Ever since the story of Arif Muhammad, the soldier who returned to India to find his wife married and pregnant, made news reporters have asked me for my views on the matter. My first reaction was it was the personal matter of the three people involved. But they were unrelenting. What would you have done? I’d have chosen the more handsome of the two, I replied with frivolity. This did not work either. What are your views on the violations of the Shariat, they asked. That’s when I realised it was not the tragic issue but the Shariat which was once again under public scrutiny. It was a critique of the Shariat they wanted from an urbane, liberal Muslim woman.
I do have a critique of the Shariat in respect to its provisions for women. The Muslim law, just like laws of all other religions and our Indian Civil and Criminal Penal Code, is gender iniquitous. But in this particular incident of Arif, Gudiya and her second husband Taufiq I think we cannot get away by blaming the Shariat. Gudiya married Arif under the Shariat law. She as per the law she was declared a widow when he did not show up for five years and the army declared him a deserter and absconder. Under the Muslim law she was well within her rights to remarry. So far the Muslim law gave her full freedom to lead her life normally even after she became a “widow”.
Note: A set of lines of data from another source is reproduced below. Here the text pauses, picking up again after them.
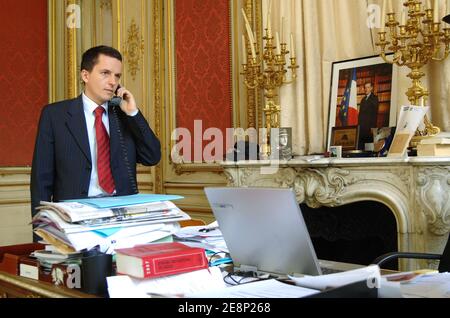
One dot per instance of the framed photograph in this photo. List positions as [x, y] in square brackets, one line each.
[363, 93]
[336, 151]
[346, 137]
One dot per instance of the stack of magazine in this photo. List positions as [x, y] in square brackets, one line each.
[109, 222]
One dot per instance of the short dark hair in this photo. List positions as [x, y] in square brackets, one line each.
[90, 57]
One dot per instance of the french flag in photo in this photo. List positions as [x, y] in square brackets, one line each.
[349, 105]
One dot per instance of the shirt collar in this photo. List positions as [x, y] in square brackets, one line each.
[89, 105]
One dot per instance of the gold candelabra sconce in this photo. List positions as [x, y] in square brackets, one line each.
[268, 71]
[415, 40]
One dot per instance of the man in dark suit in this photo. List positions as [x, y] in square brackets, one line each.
[367, 117]
[86, 147]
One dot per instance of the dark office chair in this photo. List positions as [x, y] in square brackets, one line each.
[444, 258]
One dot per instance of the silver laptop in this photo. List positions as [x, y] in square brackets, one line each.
[264, 230]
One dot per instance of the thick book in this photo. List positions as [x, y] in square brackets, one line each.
[155, 260]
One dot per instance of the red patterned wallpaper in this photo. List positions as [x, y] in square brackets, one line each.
[23, 77]
[203, 64]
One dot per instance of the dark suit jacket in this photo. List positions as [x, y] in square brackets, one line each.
[367, 119]
[62, 161]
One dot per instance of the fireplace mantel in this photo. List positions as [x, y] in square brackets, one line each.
[415, 189]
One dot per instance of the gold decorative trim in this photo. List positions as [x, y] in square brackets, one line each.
[105, 4]
[14, 202]
[71, 53]
[251, 93]
[52, 51]
[33, 288]
[133, 49]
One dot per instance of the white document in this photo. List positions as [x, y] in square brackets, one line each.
[408, 120]
[270, 288]
[370, 273]
[204, 280]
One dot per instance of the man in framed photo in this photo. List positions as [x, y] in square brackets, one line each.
[367, 117]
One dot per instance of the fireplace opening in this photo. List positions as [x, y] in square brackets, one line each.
[354, 233]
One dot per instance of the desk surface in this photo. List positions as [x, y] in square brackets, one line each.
[12, 286]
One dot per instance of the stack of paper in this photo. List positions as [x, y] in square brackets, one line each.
[113, 222]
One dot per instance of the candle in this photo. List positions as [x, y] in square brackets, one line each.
[292, 47]
[278, 43]
[249, 34]
[269, 28]
[436, 11]
[403, 21]
[244, 51]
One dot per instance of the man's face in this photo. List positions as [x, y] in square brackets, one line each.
[368, 88]
[102, 81]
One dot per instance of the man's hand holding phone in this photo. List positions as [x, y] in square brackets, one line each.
[128, 104]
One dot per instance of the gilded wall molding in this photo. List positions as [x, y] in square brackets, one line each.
[433, 195]
[133, 49]
[158, 85]
[105, 4]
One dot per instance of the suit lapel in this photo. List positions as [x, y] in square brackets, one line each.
[76, 123]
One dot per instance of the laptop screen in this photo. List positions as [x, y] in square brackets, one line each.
[264, 230]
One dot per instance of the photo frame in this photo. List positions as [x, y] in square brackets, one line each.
[350, 81]
[346, 137]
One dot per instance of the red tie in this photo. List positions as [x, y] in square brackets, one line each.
[105, 178]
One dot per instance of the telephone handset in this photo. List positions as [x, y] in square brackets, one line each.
[116, 100]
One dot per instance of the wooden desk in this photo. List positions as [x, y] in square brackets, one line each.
[12, 286]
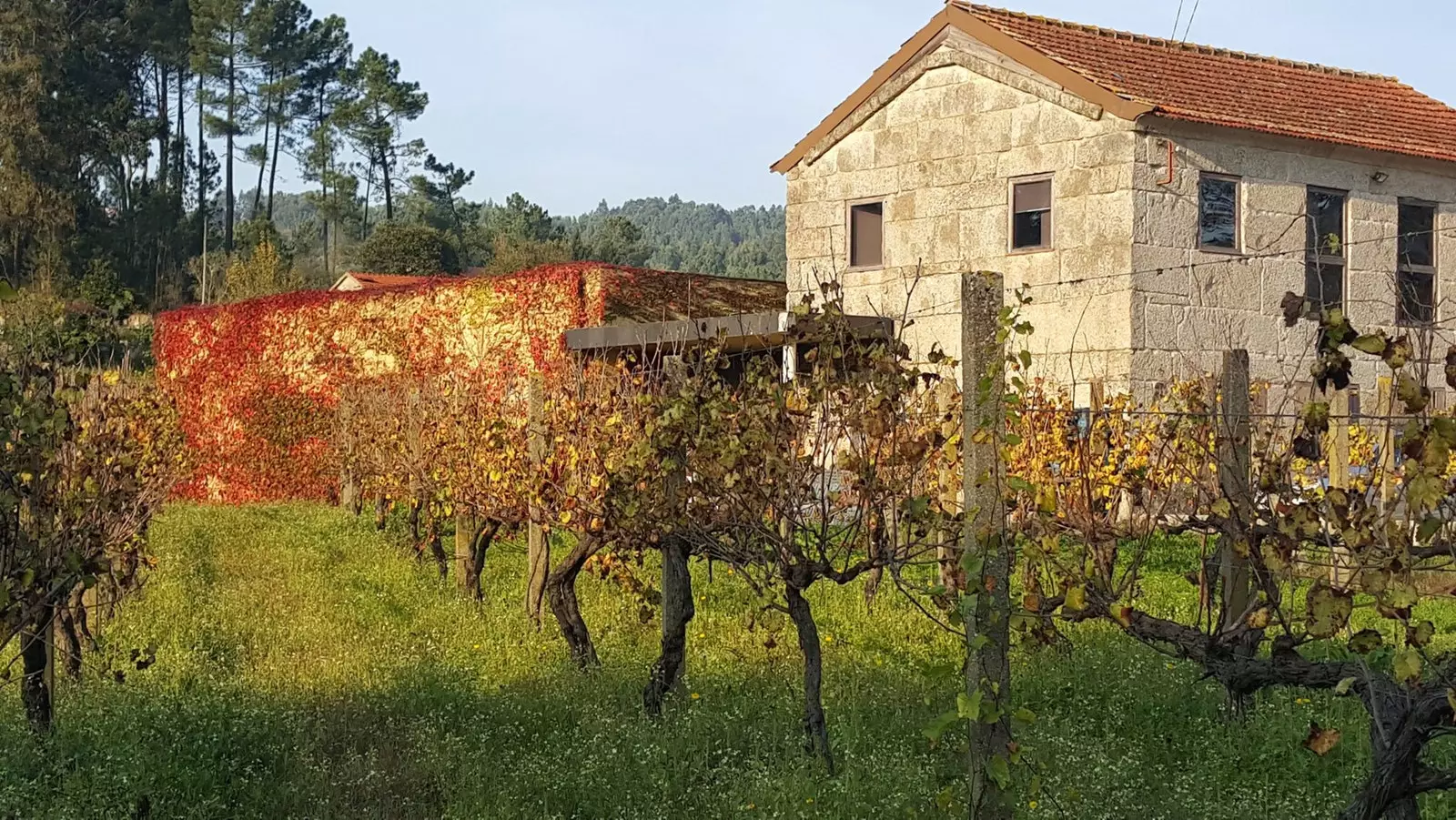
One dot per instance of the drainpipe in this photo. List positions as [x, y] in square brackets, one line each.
[1171, 165]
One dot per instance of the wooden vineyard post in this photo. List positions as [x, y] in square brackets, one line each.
[986, 552]
[538, 550]
[1340, 475]
[1234, 433]
[1385, 412]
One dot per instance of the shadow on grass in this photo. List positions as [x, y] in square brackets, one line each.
[308, 670]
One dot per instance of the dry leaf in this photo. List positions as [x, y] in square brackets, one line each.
[1321, 740]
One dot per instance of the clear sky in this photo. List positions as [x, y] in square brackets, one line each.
[577, 101]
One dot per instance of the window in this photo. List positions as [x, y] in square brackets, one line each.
[1325, 249]
[1416, 264]
[1218, 213]
[866, 235]
[1031, 215]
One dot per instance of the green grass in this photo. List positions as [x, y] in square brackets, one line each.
[306, 667]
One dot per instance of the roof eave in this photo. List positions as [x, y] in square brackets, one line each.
[967, 22]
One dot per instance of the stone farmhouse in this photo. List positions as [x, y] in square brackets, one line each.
[1157, 198]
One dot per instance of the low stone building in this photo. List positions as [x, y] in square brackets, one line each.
[1157, 198]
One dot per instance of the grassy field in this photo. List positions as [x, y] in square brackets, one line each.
[306, 667]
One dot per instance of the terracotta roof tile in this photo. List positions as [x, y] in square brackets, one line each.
[1201, 84]
[370, 281]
Gudiya’s life was thrown out of gear when the first husband returned and she had to make her choice. The law gives her the right to leave her husband and forego her alimony (mehr) and then marry whomever she desires. It’s an unenvious case of her having two husbands at a time she could have exercised her right to leave one. Given the tragic circumstances of the case it would have been a difficult choice but the Muslim law did not come in the way of the exercise of that choice. The only issue was to show some guts and speak for herself. Instead she relinquishes her decision-making power to family and panchayat. Family honour, money, village honour get involved in what should have been a personal decision. Gudiya emerges as a hapless victim in a drama where she allows others to take control of her life.
If there is anyone to blame for the mess it’s the Indian army and the then defence minister, George Fernandes. How was an Indian POW declared a “deserter” in the first place? For five long years the army was content with this view. In the 21st century with highly computerised data and bilateral treaties between India and Pakistan surely there are better ways to figure out the dead, the deserter and the prisoner categories of our jawans? And after committing the grave lapse the army has the audacity to order Arif to not be a player in the “medieval” drama played out in full public view. Who scripted this “medieval drama” in the first place? Surely something needs to be said about their “medieval” data base system. Isn’t being declared a deserter by one’s own parent army the ultimate insult for a serviceman? Does the serviceman have the right to sue the army for a lapse that turns his world upside down? Is a hero’s welcome for the deserter turned POWs enough for the army to absolve itself of its lapses? In other words it is the army laws and not the Muslim Personal law that need to be scrutinised if we want to ensure no other woman has to make a difficult choice like Gudiya.